It is the second year that the Orthodox Christians of Ukraine have celebrated Holy Week in the shadow of war, but much has changed for residents of Kyiv since last Easter. In the weeks before then, Ukrainian forces had driven Moscow’s troops from the area around the capital, and the scale of the atrocities that emerged in the wake of the Russian retreat was still becoming apparent.
In addition, the start of Russia’s full-scale invasion of Ukraine on Feb. 24 last year prompted an exodus from the capital. Though Easter week fell in late April after a semblance of normality had started to return, many of the city’s residents remained absent.
This year, thousands of men, women and children flocked to services for Palm Sunday, Good Friday and Easter Sunday at the large Orthodox churches in the capital and surrounding areas. The increased crowds are a reflection of the reality that, though fighting rages in eastern Ukraine, a relative calm has returned to the capital.
“On this day a year ago, we all prayed that Ukraine would endure,” President Volodymyr Zelensky of Ukraine said in an overnight speech. “Today — for Ukraine to win.”
He filmed the speech at the Kyiv-Pechersk Lavra, or Monastery of the Caves, a network of churches that overlooks the Dnipro River and is a cradle of Christian Orthodoxy in Eastern Europe.
In recent months, the authorities have moved against a branch of the church, the Ukrainian Orthodox Church of the Moscow Patriarchate. It is linked to the Russian Orthodox Church, whose leader, Patriarch Kirill, has praised the war in Ukraine launched by President Vladimir V. Putin of Russia.

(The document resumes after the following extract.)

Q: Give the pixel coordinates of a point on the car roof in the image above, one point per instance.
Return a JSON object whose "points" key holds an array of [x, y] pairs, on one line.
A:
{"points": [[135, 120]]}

Ukraine’s government has ordered the Moscow Patriarchate church to quit the parts of the Lavra that it uses, leading to a standoff at the site with protesters on both sides. The growing primacy of Ukraine’s independent Orthodox church made Easter even more significant for some worshipers there.
In one example, the Moscow Patriarchate church relinquished control of the Holy Dormition Cathedral to the government in January, and, on Sunday, Ukraine’s independent church held its first-ever Easter service there.
“I’m not very religious, but this year is special,” said Oleksandr Trokhymets, 40, a lawyer and a military officer who had come to a service at the cathedral with his daughter. “I want on this day to be here with Ukrainian people and Ukrainian priests.”